The New York Department of Labor then issued guidance in October 2021 concluding that the Act effectively prohibits employers from testing for marijuana except when required by federal law, another New York law, or in the very limited circumstances where an employee, while on duty, exhibits “specific and articulable symptoms of cannabis impairment.” 

The rationale for concluding that marijuana testing is generally unlawful in New York is that test results do not distinguish between whether the use occurred on the job or off the job. Cannabis advocates argue that if off-the-job recreational use is permissible, then employment actions based on positive marijuana tests that may have been caused by use at any time in recent days, or even weeks, inherently discriminate against persons lawfully using marijuana off the job.

While the number of states protecting employee use of recreational marijuana is currently small, there is no question that the number will grow. 

A much larger group of states protect employees from adverse employment action for off-duty medical cannabis use.  Some of those states, like New Mexico, Oklahoma, and Arkansas, with employment law protections for medical marijuana users also have broad exceptions to those protections for safety sensitive jobs.

A variety of other states, however, do not limit the employment protections for medical marijuana users with safety sensitive jobs. For instance, under Delaware’s Medical Marijuana Act, employers may not discriminate against registered medical marijuana users who use the drug consistent with state law. Delaware has no broad exception that allows employers to require those individuals holding safety sensitive positions to refrain from off-duty marijuana use.  

Moreover, the creative argument by an employer’s attorney that the Delaware Medical Marijuana Act is preempted by the federal Controlled Substances Act in this context was rejected in 2018 by a Delaware court in Chance v.

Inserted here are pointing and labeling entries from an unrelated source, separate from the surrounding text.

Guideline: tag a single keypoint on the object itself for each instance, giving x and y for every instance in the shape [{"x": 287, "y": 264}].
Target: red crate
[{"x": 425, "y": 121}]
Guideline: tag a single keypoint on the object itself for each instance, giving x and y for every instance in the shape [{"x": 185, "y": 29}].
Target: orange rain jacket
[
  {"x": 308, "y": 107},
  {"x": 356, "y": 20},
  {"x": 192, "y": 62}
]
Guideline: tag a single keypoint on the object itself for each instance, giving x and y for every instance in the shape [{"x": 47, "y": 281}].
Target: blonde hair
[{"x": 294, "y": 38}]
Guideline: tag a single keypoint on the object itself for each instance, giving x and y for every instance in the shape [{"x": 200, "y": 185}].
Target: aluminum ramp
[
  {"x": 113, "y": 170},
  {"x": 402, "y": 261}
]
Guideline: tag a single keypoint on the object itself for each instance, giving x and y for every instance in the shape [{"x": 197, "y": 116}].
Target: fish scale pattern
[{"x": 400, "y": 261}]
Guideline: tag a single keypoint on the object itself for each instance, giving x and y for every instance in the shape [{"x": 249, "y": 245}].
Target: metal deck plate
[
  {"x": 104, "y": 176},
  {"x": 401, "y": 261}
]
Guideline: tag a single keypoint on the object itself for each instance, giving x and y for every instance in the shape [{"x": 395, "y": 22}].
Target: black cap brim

Kraft Heinz Foods Co. A number of other courts in other jurisdictions have declined to accept similar preemption theories based on the federal Drug-Free Workplace Act and the Americans with Disabilities Act.

Strategies for Employers Going Forward

For multistate employers, coping with state law employment protections for medical or recreational marijuana use will only become more difficult as more states legally shield off-duty marijuana users from adverse employment actions. The question becomes how should businesses mitigate the risk to safety. Potential strategies include:

  • Remember that in all states with employment protections for marijuana users, businesses remain free to prohibit on-premises or on-duty marijuana use, possession, or impairment. Therefore, when an employer has solid evidence of on-the-job use, possession, or impairment, the employer is free to take adverse action and should generally do so.
  • Bear in mind that permissive laws related to marijuana do not protect employees with regard to other unlawfully used drugs, such as cocaine, heroin, or opioids. Therefore, a vigorous testing program and strong use prohibition still makes sense for safety sensitive employers with regard to these commonly abused drugs.
  • Recognize that some states that border Texas, including New Mexico, Oklahoma, and Arkansas, allow employers to uniformly prohibit marijuana use, even medical marijuana use, by employees holding safety sensitive positions.
  • Employers often become concerned about potential drug use by an employee because of unsafe or otherwise unacceptable job performance by the employee. Remember that employers remain free to discipline and terminate employees for unsafe conduct or other poor performance or behavior itself.
  • Consider that some business-friendly states, like Texas, are unlikely, at least anytime soon, to adopt these kinds of employment protections for marijuana users. For safety sensitive operations, that amounts to another argument for locating facilities in Texas or another state unlikely to adopt marijuana-friendly job protections in the near future.